The Value Of Parent Engagement

Learning Landscape Thursday, 12 June 2025


Parents are a child’s first educator and the home is a child’s first classroom.

Parents play a critical and ongoing role in nurturing and supporting their child’s learning at home, at school and in the community. They influence their child’s wellbeing and success in school and life by shaping their values, attitudes and approaches to learning.

The best possible learning and life outcomes are achieved when parents, educators and children work together in partnership. These partnerships help educators understand the strengths and needs of their students and help parents understand how they can best support learning at home.

The Difference Between Parent Engagement And Parent Involvement

Parent engagement extends beyond parent involvement in volunteering at the school and providing community events, to have a deliberate focus on influencing and improving learning and wellbeing outcomes. Parents are provided with ideas and strategies and are encouraged to collaborate with the school and community to strengthen partnerships and directly assist in supporting their child’s learning. Engagement in learning is talking about learning that happens in homes, cars, in communities - anywhere that families spend time together, through everyday activities.

Benefits Of Parent Engagement

Research highlights the benefits for students, parents and schools when parents are engaged in their child’s learning.

Importantly, parent engagement is more than attending events or helping with homework. It’s about showing interest, having meaningful conversations and being curious alongside your child. These moments of connection help children feel supported, valued and confident in their learning. Studies show that children whose parents are engaged in their learning: 

  • Develop stronger literacy and numeracy skills; 
  • Show greater motivation and improved behaviour; 
  • Build stronger social and emotional wellbeing.

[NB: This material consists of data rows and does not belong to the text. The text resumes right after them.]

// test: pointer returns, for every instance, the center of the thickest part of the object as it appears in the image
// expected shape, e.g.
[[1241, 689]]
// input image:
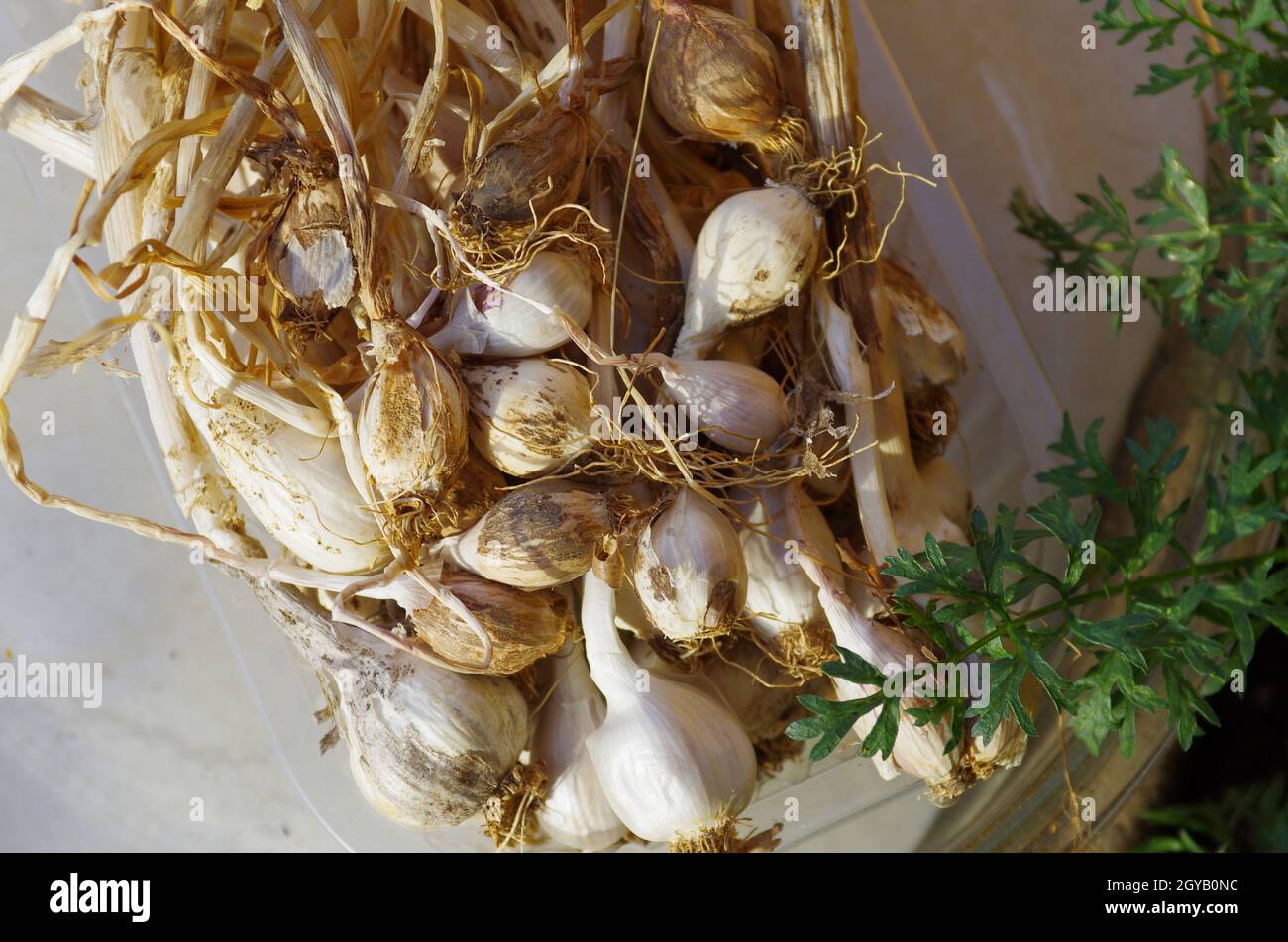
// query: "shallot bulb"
[[575, 809], [756, 253], [487, 322], [428, 747], [675, 765], [690, 573]]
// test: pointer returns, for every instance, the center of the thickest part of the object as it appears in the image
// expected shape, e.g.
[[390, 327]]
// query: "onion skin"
[[539, 537], [523, 626], [528, 171], [528, 416], [755, 250], [690, 573], [715, 75]]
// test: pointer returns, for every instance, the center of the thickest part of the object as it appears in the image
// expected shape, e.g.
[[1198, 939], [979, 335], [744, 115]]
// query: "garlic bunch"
[[428, 747], [734, 404], [782, 601], [412, 425], [755, 253], [541, 536], [485, 322], [715, 75], [690, 573], [528, 416], [675, 765], [295, 484], [575, 809]]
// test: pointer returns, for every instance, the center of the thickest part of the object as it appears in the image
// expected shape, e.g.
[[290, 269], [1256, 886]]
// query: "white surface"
[[1009, 95]]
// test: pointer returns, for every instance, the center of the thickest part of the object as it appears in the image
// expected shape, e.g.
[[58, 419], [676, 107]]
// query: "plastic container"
[[840, 803]]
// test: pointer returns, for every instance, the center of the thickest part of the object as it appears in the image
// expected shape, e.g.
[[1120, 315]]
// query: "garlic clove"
[[756, 251], [690, 573], [715, 75], [735, 405], [528, 416], [428, 747], [782, 601], [540, 536], [412, 421], [523, 626], [485, 322], [575, 811]]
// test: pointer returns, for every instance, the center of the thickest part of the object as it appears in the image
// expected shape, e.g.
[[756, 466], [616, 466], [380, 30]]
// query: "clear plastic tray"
[[838, 803]]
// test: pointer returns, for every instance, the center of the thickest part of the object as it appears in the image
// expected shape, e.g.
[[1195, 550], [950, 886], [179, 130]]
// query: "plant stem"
[[1194, 571]]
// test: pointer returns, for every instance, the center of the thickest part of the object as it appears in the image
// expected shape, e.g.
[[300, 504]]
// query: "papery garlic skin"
[[523, 626], [735, 405], [434, 744], [782, 601], [675, 765], [754, 254], [541, 536], [412, 422], [485, 322], [715, 75], [295, 484], [528, 416], [575, 811], [428, 747], [690, 573]]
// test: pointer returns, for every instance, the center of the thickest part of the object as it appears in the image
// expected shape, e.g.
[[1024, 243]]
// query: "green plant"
[[1225, 246]]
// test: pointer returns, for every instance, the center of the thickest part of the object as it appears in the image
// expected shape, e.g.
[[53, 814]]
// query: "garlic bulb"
[[309, 261], [575, 809], [782, 601], [715, 75], [537, 537], [412, 425], [295, 484], [532, 168], [735, 405], [759, 704], [485, 322], [472, 491], [528, 416], [754, 254], [675, 765], [523, 627], [428, 747], [690, 573]]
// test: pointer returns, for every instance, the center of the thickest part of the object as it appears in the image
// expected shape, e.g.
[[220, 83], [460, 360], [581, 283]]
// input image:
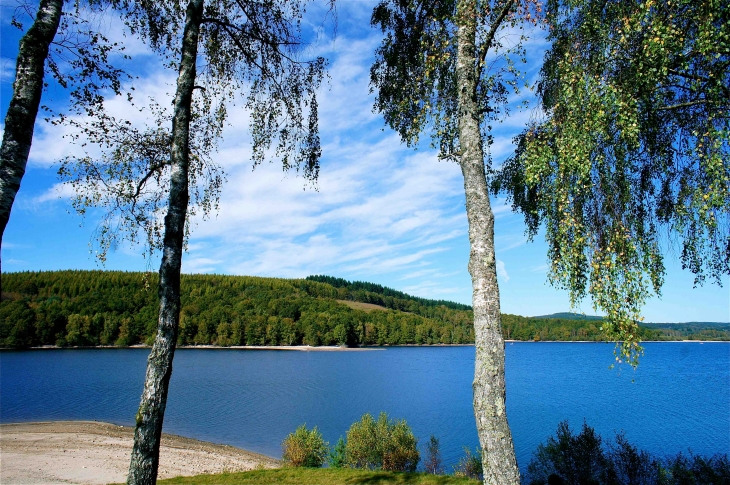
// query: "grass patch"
[[319, 476], [366, 307]]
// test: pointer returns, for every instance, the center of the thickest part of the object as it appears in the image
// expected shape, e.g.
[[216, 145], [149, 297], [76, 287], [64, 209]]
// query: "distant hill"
[[570, 316], [114, 308]]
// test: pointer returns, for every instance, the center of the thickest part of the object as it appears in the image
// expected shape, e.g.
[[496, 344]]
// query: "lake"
[[677, 400]]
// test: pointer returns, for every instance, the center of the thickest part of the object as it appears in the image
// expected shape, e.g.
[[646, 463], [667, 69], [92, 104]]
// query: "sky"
[[380, 212]]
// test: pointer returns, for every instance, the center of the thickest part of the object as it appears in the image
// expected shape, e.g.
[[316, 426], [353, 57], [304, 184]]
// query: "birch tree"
[[633, 153], [448, 66], [77, 57], [221, 49]]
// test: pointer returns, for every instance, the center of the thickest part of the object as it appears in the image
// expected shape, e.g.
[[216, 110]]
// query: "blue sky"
[[382, 212]]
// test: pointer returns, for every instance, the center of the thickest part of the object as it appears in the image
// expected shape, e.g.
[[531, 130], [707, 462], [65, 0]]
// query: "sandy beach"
[[89, 452]]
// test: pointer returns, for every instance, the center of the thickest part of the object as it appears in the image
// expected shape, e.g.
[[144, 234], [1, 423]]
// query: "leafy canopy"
[[414, 72], [250, 52], [632, 152]]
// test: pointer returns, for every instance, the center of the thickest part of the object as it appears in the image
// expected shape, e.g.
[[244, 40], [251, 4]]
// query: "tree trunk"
[[20, 118], [145, 454], [495, 438]]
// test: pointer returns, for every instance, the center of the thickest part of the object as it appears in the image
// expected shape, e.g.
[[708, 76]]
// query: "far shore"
[[95, 453], [335, 348]]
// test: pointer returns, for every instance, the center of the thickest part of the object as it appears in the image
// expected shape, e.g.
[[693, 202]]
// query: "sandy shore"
[[86, 452]]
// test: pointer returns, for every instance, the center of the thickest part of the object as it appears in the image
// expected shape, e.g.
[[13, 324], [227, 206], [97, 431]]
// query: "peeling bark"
[[495, 438], [21, 115], [145, 453]]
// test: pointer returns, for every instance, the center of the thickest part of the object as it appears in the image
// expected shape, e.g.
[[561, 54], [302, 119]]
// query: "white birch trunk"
[[495, 438], [145, 454], [21, 115]]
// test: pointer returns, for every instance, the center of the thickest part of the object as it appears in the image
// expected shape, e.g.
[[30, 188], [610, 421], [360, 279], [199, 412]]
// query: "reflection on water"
[[679, 398]]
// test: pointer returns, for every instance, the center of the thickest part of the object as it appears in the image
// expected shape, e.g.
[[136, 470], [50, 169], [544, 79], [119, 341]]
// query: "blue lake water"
[[677, 400]]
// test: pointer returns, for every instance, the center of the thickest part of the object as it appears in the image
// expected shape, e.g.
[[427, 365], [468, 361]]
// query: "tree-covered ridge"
[[80, 308], [382, 295], [118, 308]]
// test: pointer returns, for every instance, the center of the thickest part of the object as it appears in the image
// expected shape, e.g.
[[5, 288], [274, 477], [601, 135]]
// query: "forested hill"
[[381, 295], [89, 308]]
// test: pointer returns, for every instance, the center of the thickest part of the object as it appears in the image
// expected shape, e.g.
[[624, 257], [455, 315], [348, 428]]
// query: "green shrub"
[[581, 459], [470, 465], [304, 448], [432, 463], [382, 444], [337, 455]]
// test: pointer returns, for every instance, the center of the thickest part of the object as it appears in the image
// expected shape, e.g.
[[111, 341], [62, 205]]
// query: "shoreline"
[[331, 348], [96, 453]]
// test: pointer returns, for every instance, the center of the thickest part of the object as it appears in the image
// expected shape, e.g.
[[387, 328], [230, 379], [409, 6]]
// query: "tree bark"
[[145, 453], [20, 118], [495, 438]]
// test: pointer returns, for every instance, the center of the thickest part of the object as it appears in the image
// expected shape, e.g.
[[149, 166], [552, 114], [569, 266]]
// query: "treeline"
[[384, 296], [89, 308]]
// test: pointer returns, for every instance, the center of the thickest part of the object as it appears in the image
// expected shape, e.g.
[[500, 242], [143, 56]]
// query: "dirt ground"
[[87, 452]]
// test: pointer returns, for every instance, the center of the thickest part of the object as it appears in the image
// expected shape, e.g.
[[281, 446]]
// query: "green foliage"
[[382, 444], [337, 454], [470, 465], [414, 73], [384, 296], [216, 310], [239, 310], [304, 448], [582, 460], [432, 463], [577, 459], [634, 150]]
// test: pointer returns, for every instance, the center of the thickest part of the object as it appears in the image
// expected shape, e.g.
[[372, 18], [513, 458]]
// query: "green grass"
[[319, 476]]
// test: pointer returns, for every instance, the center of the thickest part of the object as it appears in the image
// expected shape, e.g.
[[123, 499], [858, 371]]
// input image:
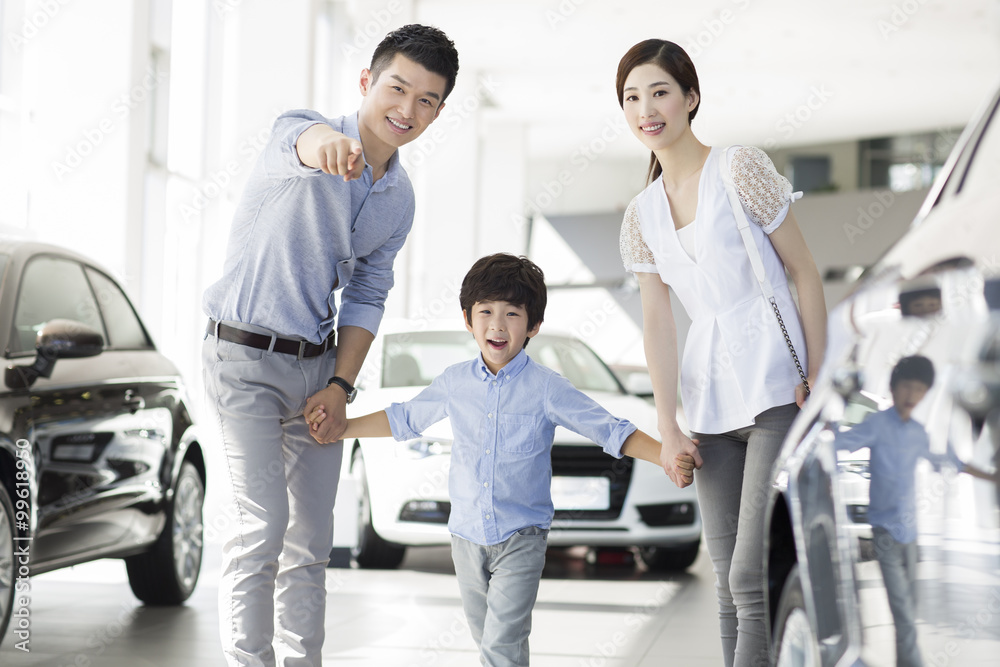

Engagement can take many forms - and the most meaningful happen in simple, everyday ways. Here are some suggestions: 

  • Ask questions about what your child is learning. Instead of ‘What did you do today?’, try ‘What was the most interesting thing you learned today?’ or ‘What challenged you today?’ 
  • Encourage curiosity. Explore ideas together, research topics that interest your child or connect school learning to the real world. 
  • Celebrate effort. Recognising progress - not just outcomes - builds confidence and a love for learning.

Parent engagement is essential in fostering strong family-school partnerships and it thrives through meaningful collaboration, open communication and shared decision-making between parents, teachers and school leaders. School-based engagement can take many forms, including keeping parents informed about educational expectations, attending school events and assemblies, volunteering and having regular conversations about student progress and wellbeing. At Living Faith, we encourage parents to take an active role in school life and learning and we are deeply committed to further building on ongoing parent engagement. This commitment reflects our belief that partnering with parents enhances student success and strengthens our school community.